Breaking Up Is Hard To Do: Why We Need Connection and Friendship

While there certainly are a lot of silly love songs out there, we also sing a lot about breakups. We lament achey breaky hearts, wrecking balls, and falling to pieces. We croon about how love is a battlefield, how it tears us apart, and when it leaves we’re in a world with no air. We emerge torn by those who leave scars. Because sometimes it lasts in love but sometimes it hurts instead.

Though the end of a relationship, whether romantic or friendly, is not a physical event, we often describe breakups in the physical language of the body. We speak of being punched in the gut or slapped in the face.

And this isn’t just English speakers — many other languages use similar references to bodily pain to describe the feelings associated with social rejection and isolation.

Why? Is a broken heart truly painful?

SocialIn Social: Why Our Brains Are Wired to Connect, social neuroscientist Matthew Lieberman reveals what the science tells us about that question.

Here’s the really interesting thing Lieberman has found in his research — physical pain and social pain (rejection and disconnection) are experienced in the same parts of the brain. He designed a study where subjects played a simulated video game of catch with two other players (who the participants were told were being controlled by other subjects in other MRI machines, but in fact were just part of the computer program).

After a few rounds of friendly catch, the other two players suddenly stopped throwing the ball to the subject. He was rejected. And the researchers knew he felt sad — not because he said anything, but because the emotion centers of his brain were activated, along with the same parts of the brain that register physical pain.

Another fascinating study had two groups who reported daily on their levels of social pain — feelings of rejection, isolation, embarrassment — over the course of three weeks. Each group also took a pill each day — one group took an inert placebo, the other took an active medication. While levels of social pain were similar in the early days of the experiment, by day 9 the medicated group was consistently reporting less social pain each day, and the difference between the two groups continued to widen until day 21. 

Are you ready for the cool part? The medication they were taking was Tylenol.

Say what?! Tylenol can lessen your feelings of emotional pain.

Lieberman concludes, “Our sensitivity to social rejection is so central to our well-being that our brains treat it like a painful event.”

Our Faustian Bargain

When our friendships or romantic relationships end, we feel pain. It hurts.

Why? Why do we feel pain at all?

Well, obviously, pain has an important survival benefit — physical pain tells us to take our hand off the stove or to stop our attempt at doing the splits when we’re 40. Our ancestors who were less sensitive to pain were much more likely to suffer fatal injuries, and therefore were less likely to survive to adulthood and pass their genes on to their offspring.

But does heartbreak have a survival benefit? In a way, it does.
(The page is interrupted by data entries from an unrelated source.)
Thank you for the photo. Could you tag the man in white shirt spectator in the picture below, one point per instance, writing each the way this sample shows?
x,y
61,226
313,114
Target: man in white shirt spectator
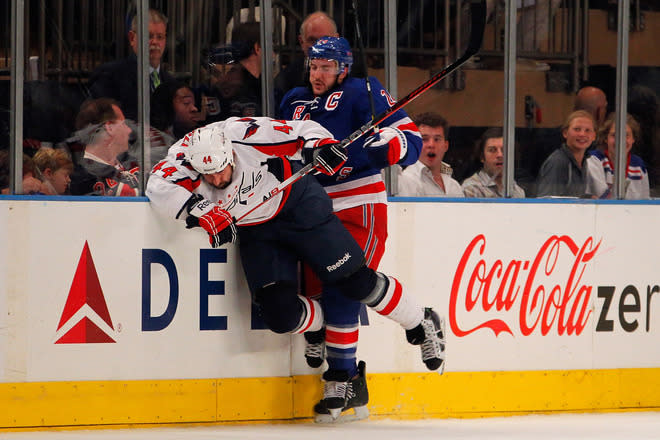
x,y
430,176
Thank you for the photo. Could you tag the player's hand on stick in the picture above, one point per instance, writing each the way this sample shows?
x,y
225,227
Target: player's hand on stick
x,y
386,147
217,222
326,155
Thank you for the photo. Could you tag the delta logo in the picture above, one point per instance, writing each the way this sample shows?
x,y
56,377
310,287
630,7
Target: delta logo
x,y
85,318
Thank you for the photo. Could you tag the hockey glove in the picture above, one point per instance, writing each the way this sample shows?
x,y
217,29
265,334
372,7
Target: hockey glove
x,y
327,155
386,147
217,222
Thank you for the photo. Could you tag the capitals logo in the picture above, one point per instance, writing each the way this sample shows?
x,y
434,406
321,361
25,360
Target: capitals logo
x,y
251,128
85,318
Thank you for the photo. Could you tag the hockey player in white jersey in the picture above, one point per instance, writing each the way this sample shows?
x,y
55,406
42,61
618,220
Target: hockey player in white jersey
x,y
220,172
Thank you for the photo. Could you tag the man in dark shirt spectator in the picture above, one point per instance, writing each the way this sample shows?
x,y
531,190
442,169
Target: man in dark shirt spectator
x,y
118,79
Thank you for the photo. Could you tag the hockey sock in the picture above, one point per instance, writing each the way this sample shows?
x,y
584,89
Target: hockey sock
x,y
388,299
341,347
312,316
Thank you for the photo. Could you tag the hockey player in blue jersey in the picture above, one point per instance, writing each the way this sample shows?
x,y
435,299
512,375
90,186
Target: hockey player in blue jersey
x,y
341,104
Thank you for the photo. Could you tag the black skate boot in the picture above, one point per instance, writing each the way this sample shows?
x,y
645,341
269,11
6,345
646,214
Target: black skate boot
x,y
355,396
430,334
315,348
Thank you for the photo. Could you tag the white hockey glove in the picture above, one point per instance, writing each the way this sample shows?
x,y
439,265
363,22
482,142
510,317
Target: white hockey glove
x,y
325,154
386,147
217,222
Human infants are born completely helpless. An infant needs caring adults to provide for its most basic needs: food, shelter, love, and nurturing touch. When an infant doesn’t get that care, she feels pain.
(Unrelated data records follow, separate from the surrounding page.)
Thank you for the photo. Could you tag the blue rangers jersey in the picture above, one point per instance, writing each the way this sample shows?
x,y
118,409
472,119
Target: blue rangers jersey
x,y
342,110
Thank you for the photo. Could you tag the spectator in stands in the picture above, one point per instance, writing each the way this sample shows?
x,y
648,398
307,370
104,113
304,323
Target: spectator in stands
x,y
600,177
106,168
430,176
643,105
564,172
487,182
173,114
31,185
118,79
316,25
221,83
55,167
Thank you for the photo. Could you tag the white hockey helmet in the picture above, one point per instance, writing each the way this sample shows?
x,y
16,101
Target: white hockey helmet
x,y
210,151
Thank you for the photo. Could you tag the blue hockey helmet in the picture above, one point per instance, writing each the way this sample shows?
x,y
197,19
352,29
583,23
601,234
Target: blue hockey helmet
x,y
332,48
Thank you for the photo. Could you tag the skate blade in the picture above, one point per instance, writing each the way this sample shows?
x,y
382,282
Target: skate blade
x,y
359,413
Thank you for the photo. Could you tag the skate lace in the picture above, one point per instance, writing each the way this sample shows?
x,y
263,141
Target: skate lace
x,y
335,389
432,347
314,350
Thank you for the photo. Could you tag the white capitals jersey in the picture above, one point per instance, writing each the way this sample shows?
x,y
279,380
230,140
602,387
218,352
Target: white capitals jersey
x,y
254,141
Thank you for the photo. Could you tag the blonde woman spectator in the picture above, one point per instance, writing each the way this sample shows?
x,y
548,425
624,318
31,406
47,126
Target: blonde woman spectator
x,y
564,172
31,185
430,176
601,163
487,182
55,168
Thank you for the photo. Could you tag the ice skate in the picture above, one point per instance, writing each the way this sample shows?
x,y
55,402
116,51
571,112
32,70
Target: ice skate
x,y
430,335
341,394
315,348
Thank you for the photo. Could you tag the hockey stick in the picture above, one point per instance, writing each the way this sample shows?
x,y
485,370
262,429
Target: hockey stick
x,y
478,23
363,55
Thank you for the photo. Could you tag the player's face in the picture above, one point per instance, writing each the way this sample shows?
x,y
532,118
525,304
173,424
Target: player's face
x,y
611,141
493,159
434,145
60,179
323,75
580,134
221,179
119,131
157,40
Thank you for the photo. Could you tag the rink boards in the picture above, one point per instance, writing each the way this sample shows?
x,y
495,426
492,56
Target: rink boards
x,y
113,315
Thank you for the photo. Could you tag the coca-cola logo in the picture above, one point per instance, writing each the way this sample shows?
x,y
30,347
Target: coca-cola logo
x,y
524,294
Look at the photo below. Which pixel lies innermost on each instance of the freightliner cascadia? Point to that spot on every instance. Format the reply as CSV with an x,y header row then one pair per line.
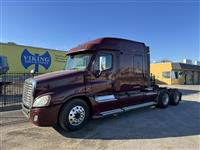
x,y
102,77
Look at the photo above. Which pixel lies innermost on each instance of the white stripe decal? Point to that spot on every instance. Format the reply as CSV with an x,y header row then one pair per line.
x,y
105,98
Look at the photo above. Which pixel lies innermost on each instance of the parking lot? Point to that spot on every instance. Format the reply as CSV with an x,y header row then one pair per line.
x,y
177,127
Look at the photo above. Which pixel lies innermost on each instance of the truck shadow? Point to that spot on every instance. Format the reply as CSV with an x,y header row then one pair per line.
x,y
189,92
146,123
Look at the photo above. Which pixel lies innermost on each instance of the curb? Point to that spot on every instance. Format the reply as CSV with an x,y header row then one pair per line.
x,y
10,107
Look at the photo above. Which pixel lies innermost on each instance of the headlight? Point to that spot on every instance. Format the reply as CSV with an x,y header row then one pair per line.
x,y
42,101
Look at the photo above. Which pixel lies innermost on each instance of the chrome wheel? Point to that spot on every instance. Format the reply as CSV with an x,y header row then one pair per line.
x,y
76,115
165,99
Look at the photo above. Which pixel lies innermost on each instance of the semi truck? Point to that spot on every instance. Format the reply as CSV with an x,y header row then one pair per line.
x,y
102,77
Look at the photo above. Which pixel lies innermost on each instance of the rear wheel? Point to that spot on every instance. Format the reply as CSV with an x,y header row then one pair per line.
x,y
163,99
175,97
74,115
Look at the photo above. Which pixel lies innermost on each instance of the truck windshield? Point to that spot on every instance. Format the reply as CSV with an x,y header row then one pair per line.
x,y
78,62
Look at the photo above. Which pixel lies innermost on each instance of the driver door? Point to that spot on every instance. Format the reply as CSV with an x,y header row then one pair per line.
x,y
101,81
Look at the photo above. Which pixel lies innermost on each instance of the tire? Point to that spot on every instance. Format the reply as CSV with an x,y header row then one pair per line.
x,y
175,97
163,99
74,115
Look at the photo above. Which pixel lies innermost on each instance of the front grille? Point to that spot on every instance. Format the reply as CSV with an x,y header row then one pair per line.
x,y
28,93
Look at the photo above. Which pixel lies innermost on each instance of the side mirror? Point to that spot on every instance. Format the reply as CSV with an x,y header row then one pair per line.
x,y
32,72
97,73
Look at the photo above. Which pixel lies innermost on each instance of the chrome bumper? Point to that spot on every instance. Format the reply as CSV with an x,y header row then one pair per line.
x,y
25,111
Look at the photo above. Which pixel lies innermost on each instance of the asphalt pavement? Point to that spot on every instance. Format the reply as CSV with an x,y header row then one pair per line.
x,y
177,127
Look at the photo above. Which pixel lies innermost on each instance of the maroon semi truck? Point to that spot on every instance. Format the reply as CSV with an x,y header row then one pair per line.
x,y
102,77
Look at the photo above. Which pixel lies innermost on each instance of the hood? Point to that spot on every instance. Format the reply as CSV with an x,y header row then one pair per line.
x,y
56,79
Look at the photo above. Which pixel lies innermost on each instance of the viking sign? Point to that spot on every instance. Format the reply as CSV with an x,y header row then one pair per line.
x,y
28,59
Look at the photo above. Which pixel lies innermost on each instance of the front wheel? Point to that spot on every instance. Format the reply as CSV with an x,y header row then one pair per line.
x,y
74,115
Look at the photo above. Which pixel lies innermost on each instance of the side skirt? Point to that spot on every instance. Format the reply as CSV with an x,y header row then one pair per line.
x,y
124,109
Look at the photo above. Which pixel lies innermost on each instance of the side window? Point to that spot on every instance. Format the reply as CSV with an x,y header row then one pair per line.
x,y
138,63
166,74
103,62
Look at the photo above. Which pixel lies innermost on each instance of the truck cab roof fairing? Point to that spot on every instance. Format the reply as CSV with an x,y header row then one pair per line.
x,y
108,44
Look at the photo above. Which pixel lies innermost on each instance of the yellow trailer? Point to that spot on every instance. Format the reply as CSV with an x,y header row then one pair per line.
x,y
22,59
Loving connections with others are not a want for the infant — they are a need. Without adults emotionally bonded to the child, the child would not survive. The infant is primed to cry in her distress, and the brains of adults are primed to be agitated by the cries of their offspring and to satisfy their demands. It looks like Maslow had his hierarchy a bit wrong — social connection with others is the most basic of our needs, without which no other needs can be met.

Not all animals have this need. Some animals eat their young. Why are humans different?

It’s that big ol‘ brain of ours. We are born long before our brains are mature, for the simple reason that we would never make it out of our mothers with fully developed craniums. We are born helpless, and therefore we’re wired to connect in powerful relationships with other humans so we can be taken care of and grow up big and strong and send our genetic material on into the future.

Lieberman describes this as the Faustian bargain we made with evolution: Want to compose music or build skyscrapers or learn quantum physics when you grow up? Then you need emotional connections with others, and it’ll hurt when you lose them. And sorry, you can’t shut that system off once you’re fully grown.

We need friendship and deep social connections. Research demonstrates that having poor social connections is as dangerous to our health as smoking two packs of cigarettes a day. So we enter into the bargain. We reach out to others, we become vulnerable and exposed and cared for and protected. We do this with no guarantee that the relationship will last.

We do it for our survival.

So reach out and nurture your connections with others. Your life depends on it.